On the Habitable Lifetime of Terrestrial Worlds with High Radionuclide Abundances

TL;DR

This paper explores how high radionuclide abundances can enable worlds outside traditional habitable zones to sustain liquid solvents like water or ethane over geological timescales, potentially detectable by JWST.

Contribution

It identifies conditions under which high radionuclide levels allow non-traditional habitable worlds to maintain liquid solvents for long periods.

Findings

Super-Earths with radionuclide abundances >10^3 times Earth's can host long-lived water oceans.

Less restrictive radionuclide levels (>10^2 times Earth's) may sustain ethane oceans.
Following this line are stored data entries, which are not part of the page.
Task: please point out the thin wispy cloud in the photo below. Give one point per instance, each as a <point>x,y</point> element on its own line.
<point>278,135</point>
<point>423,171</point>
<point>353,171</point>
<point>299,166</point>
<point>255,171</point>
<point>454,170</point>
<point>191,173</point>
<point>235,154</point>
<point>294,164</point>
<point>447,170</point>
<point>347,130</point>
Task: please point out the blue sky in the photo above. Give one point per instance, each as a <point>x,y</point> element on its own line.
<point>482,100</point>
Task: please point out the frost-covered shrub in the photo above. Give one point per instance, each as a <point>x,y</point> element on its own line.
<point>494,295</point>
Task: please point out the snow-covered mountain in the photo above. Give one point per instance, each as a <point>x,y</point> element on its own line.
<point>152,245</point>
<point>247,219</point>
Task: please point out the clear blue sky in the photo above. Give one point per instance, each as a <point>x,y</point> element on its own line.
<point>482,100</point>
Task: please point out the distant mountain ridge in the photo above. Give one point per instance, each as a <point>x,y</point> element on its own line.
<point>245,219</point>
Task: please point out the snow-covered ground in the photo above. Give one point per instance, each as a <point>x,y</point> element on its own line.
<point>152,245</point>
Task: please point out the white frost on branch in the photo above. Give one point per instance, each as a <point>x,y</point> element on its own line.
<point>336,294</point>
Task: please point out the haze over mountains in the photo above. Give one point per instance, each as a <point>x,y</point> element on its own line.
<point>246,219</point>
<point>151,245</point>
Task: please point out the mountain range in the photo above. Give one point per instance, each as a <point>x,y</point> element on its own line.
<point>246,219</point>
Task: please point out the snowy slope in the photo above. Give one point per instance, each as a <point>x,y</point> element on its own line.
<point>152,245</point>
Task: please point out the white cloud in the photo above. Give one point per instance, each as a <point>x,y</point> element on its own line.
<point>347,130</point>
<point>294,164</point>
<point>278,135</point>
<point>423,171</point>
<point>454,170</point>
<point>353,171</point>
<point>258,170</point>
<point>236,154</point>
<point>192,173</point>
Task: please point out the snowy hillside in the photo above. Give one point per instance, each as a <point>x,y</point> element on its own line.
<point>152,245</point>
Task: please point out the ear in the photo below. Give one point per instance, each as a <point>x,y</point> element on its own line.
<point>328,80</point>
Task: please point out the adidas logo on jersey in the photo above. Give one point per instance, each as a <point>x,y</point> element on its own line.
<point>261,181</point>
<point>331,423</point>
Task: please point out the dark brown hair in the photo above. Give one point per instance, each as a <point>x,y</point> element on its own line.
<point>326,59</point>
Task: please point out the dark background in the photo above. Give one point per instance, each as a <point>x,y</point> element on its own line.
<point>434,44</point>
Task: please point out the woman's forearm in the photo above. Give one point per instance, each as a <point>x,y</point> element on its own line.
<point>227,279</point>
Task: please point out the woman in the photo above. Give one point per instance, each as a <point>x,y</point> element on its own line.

Such worlds could be detectable by JWST within 10 days at 12.8 μm if they are younger than 1 Gyr.

Abstract

The presence of a liquid solvent is widely regarded as an essential prerequisite for habitability. We investigate the conditions under which worlds outside the habitable zones of stars are capable of supporting liquid solvents on their surface over geologically significant timescales via combined radiogenic and primordial heat. Our analysis suggests that super-Earths with radionuclide abundances that are $\gtrsim 10^3$ times higher than Earth can host long-lived water oceans. In contrast, the requirements for long-lived ethane oceans, which have been explored in the context of alternative biochemistries, are less restrictive: relative radionuclide abundances of $\gtrsim 10^2$ could be sufficient. We find that this class of worlds might be detectable ($10\sigma$ detection over $\sim 10$ days integration time at $12.8$ $\mu$m) in principle by the James Webb Space Telescope at distances of $\sim 10$ pc if their ages are $\lesssim 1$ Gyr.